Durante este mes, todas las grandes superficies, supermercados y centros
comerciales abrirán los domingos. Doña Carmen no irá de compras a estos centros. Ella comprará los juguetes de sus nietos en otra tienda del barrio, de su amiga Marta. A sus hijos les regalara una cesta de Navidad que la obtendrá de la tienda de don Agustín. Quizá, este sea el último año que pueda hacerlo, las ventas bajan, las tiendas amenazan con echar el cerrojo, y los dueños, con jubilarse definitivamente. Pero no pasa nada, ya tienen ofertas de grandes multinacionales de comida rápida y ropa barata. A nosotros nos dará igual, podremos ir a comprar al supermercado a precios más competitivos, el domingo podremos ir a Carrefour con nuestros hijos, a ver juguetes, ropa y comida. Ya no nos lo venderá Doña Carmen, Marta ni Agustín, pero eso a nosotros nos dará igual.

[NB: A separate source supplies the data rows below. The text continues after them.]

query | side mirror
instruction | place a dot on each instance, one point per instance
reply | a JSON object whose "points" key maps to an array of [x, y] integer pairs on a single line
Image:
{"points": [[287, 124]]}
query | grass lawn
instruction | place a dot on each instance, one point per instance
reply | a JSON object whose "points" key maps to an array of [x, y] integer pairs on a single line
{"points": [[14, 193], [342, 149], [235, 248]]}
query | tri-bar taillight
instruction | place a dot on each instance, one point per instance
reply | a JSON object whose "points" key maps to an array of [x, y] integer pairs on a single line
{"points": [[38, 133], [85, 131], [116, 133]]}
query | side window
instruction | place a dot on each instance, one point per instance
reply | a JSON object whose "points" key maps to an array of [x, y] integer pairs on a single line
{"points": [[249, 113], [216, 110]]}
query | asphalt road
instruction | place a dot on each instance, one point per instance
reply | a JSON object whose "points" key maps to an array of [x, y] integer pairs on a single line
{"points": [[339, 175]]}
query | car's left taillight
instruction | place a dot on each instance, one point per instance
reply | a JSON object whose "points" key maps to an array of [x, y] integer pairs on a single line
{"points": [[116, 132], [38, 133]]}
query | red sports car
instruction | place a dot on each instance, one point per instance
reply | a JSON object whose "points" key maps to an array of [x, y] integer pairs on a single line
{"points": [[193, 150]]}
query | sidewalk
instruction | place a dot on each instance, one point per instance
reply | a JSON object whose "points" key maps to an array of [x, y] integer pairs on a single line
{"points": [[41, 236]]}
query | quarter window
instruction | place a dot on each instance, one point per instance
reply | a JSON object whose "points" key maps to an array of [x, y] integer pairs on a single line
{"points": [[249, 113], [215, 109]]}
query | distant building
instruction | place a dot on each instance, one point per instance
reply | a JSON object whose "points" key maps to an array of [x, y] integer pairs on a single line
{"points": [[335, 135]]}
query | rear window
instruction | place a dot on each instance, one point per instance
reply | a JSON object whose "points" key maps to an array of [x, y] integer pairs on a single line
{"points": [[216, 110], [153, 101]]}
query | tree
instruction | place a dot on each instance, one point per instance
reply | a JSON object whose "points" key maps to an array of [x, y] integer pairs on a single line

Los domingos son para nosotros, para la familia. Nos quejamos de que no pasamos tiempo con la familia, se hacen estudios en los que nos tachan de pasar de nuestros hijos, no prestarles atención. No tenemos tiempo para ordenar “ese” armario. Y lo poco que tenemos se lo regalamos al Carrefour de turno, y yo el primero. Una pena.